Project struct

All projects must be located in the projects folder.

For installation version projects is located in user's HOME directory inside SmartXML directory.

If the Portable version is used, the projects folder must be located next to the program and have write permissions.

Comments begin with the symbol ;.

Directory structure:


   projects/
   └── sample-project/
      ├── templates/
      │   └── data-templates.red    
      ├── ignores/
      │   └── section_name.txt
      ├── rules/
      │   ├── tags-matching-rules.red
      │   ├── grow-rules.red
      │   ├── injection-rules.red
      │   ├── db-constraints-rules.red
      │   ├── tags-casting-rules.red
      │   ├── complex-extract-rules.red
      ├── config.txt
      └── job.txt

Sample XML for parsing:


<data>
   <account>
     <miscInfo>Some miscellaneous information</miscInfo>
     <ownerName>John Doe</ownerName>
     <accountId>94967295</accountId>
     <phoneNumber>+1234567890</phoneNumber>
     <email>johndoe@example.com</email>
     <preferredLanguage>English</preferredLanguage>
     <themePreference>Dark</themePreference>
     <bankInfo>
       <bankName>Bank of America</bankName>
       <branchCode>001</branchCode>
       <accountType>Personal</accountType>
     </bankInfo>
   </account>
   <transactions>
     <transaction>
         <amount>1200.00</amount>
         <currency>USD</currency>
         <transactionID>TX1003047</transactionID>
         <networkProvider>XYZ Telecom</networkProvider>
     </transaction>
     <transaction>
         <amount>2700.00</amount>
         <currency>USD</currency>
         <transactionID>TX1003048</transactionID>
         <networkProvider>XYZ Telecom</networkProvider>
     </transaction>        
   </transactions>
</data>

In order to parse XML, it is necessary to describe it in an intermediate representation and set the rules for transforming this representation.

The intermediate representation is described in the file: data-templates.red.

In the minimal variant it is obligatory to have at least one section and one sub-section.

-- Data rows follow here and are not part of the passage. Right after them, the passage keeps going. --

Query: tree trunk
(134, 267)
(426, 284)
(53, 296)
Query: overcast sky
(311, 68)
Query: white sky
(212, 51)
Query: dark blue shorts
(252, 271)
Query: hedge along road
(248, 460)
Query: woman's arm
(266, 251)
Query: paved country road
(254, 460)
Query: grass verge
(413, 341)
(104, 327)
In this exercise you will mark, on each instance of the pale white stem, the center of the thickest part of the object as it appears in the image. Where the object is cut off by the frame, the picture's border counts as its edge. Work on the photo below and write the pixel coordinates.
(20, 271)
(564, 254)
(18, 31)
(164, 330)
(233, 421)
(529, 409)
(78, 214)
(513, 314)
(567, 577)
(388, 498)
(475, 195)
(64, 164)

Sections are separate types of XML documents. Subsections are subtypes.

For each section it is possible to set unique rules of XML document transformation.

For all subsections, the parsing and transformation rules from the parent section are used.

The name of the subsection is used as a table name when converting to SQL for data located in the root of XML.

Example data-templates.red containing one section and one subsection. The intermediate data representation is not described:


#[
    section_name: #[
        subsection_name: #[

        ]
    ]
]

An example of two sections (XML types). The second section has two XML subtypes.


#[
    section_name: #[
        subsection_name: #[]
    ]
    section2_name: #[
        subsection1_name: #[]
        subsection2_name: #[]
    ]
]

A section must be created for each rule in the rules folder, even if the rule is not used.

Each subtype must contain a description of the XML structure in an intermediate format. The structure of the intermediate format is described below.

All nodes to be represented as tables (or as JSON arrays) must have a parent that will be used as the table name (or array name in the case of JSON). Example:


parent_name: [ ; container that will be used as  name of table or name of json array
   some_node: [ ; node corresponding to a real node in XML

   ]
]

All values to be extracted must be described in the format: value_name: none.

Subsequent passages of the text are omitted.